The difficulty in NER (at least for English) is not finding the names; it's detecting their full extent (the "March Hare" example); detecting them even at the start of a sentence, where all words are capitalized; classifying them as person/organisation/location/etc.
Also, Alice in Wonderland, being a children's novel, is a rather easy text to process. Newswire phrases like "Microsoft CEO Steve Ballmer" pose a much harder problem; here, you'd want to detect
[ORG Microsoft] CEO [PER Steve Ballmer]
What you are doing is building a distributional thesaurus-- finding words which are distributionally similar to a query (e.g.
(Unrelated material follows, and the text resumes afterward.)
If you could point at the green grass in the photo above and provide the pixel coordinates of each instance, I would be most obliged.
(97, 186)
Alice), i.e. words that appear in similar contexts. This does not automatically make them synonyms, but means they are in a way similar to the query. The fact that your query is a named entity does not on its own guarantee that the similar words that you retrieve will be named entities. However, since Alice, the Hare and the Queen tend to appear is similar context because they share some characteristics (e.g. they all speak, walk, cry, etc-- the details of Alice in wonderland escape me) they are more likely to be retrieved. It turns out whether a word is capitalised or not is a very useful piece of information when working out if something is a named entity. If you do not filter out the non-capitalised words, you will see many other neighbours that are not named entities.
Have a look at the following papers to get an idea of what people do with distributional semantics:
Lin 1998
Grefenstette 1994
Schuetze 1998
To put your idea in the terminology used in these papers, Step 2 is building a context vector for the word with from a window of size 1. Step 3 resembles several well-known similarity measures in distributional semantics (most notably the so-called Jaccard coefficient).
As larsmans pointed out, this seems to work so well because you are not doing a proper evaluation. If you ran this against a hand-annotated corpus you will find it is very bad at identifying the boundaries of names entities and it does not even attempt to guess if they are people or places or organisations... Nevertheless, it is a great first attempt at NLP, keep it up!